Całkiem zdrowa wersja ciasta na deser.
Polecam serdecznie bo i szybko się robi i nawet zamiast śniadania porcja zjedzona pożywi i doda energii na cały poranek, zachęcam do pieczenia.
Moje koleżanki oszalały na jego punkcie a to dobry znak.
Ciasto marchewkowe nadziane serem.
Składniki: forma 26 cm z kominem
Suche składniki:
- 2 szklanki mąki pszennej T 650
- 1/2 szklanki cukru trzcinowego
- 1/2 szklanki cukru brązowego muscovado
- 1 szklanka orzechów arachidowych
- 1 łyżeczka proszku do pieczenia
- 1 łyżeczka sody oczyszczonej
- 1 łyżka cynamonu
- 1/2 łyżeczki mielonego ziela angielskiego
- 1/4 łyżeczki mielonej gałki muszkatołowej
- 1/2 łyżeczki soli
Mokre składniki:
- 4 jajka
- 3/4 szklanki oleju
- 1/2 szklanki jogurtu greckiego
- 1 łyżeczka ekstraktu waniliowego
- 2 łyżeczki otartej skórki pomarańczowej
- 2 i 1/2 szklanki startej na dużych oczkach marchwi
Masa serowa:
- 130 g sera ricotta
- 150 g serka homogenizowanego naturalnego
- 1/3 szklanki cukru
- 1 jajko
- 1 łyżeczka soku z cytryny
- 1/2 łyżeczki ekstraktu waniliowego
- 3 łyżki mąki pszennej
Dodatkowo:
Smacznego.
Źródło.
- cukier puder do posypania
Przygotowanie sernika:
- Do jednej miski wsypałam wszystkie składniki suche czyli mąkę, cukier jeden i drugi, przyprawy, sodę i proszek do pieczenia, orzechy oraz sól, wymieszałam.

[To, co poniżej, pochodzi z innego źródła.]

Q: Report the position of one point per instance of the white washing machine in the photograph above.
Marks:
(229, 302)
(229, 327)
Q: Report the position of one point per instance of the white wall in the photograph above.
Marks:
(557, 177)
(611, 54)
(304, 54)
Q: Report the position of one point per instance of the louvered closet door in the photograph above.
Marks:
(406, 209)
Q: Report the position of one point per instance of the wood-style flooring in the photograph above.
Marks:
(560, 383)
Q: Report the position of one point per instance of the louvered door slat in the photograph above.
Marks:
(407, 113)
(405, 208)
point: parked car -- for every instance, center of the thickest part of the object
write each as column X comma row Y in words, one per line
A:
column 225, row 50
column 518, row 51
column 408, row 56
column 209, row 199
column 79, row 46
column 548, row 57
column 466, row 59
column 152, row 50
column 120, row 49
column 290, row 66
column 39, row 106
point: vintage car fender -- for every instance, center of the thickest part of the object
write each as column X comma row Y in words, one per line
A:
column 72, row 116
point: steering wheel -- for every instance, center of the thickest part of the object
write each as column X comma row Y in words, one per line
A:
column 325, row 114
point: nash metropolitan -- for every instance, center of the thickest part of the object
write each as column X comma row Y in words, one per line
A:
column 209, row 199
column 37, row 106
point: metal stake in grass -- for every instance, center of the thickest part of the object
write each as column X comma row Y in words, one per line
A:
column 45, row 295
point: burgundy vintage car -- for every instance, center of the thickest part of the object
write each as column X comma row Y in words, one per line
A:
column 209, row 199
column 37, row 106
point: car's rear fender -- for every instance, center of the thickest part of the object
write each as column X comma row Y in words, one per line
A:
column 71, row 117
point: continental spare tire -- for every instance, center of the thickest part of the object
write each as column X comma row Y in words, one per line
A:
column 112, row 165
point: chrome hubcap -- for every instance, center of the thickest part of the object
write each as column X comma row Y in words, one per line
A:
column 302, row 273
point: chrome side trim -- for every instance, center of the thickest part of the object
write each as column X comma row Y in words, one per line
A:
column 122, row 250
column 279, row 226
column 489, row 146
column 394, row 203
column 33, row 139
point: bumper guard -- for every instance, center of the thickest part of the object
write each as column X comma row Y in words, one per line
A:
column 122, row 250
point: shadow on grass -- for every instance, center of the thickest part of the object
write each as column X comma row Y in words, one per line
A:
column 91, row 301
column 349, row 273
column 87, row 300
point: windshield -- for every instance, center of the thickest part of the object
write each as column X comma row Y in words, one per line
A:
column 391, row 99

- Do drugiej miski wbiłam jaja, dodałam jogurt, olej, ekstrakt waniliowy i skórkę pomarańczową i wymieszałam do połączenia składników, nie ubijałam.
- Sery wymieszałam z cukrem, dodałam jajo, sok z cytryny, ekstrakt i mąkę i wymieszałam na jednolitą masę.
- Mokre składniki dodałam do suchych, dobrze wymieszałam do połączenia składników i na koniec dodałam startą marchew, wymieszałam ponownie.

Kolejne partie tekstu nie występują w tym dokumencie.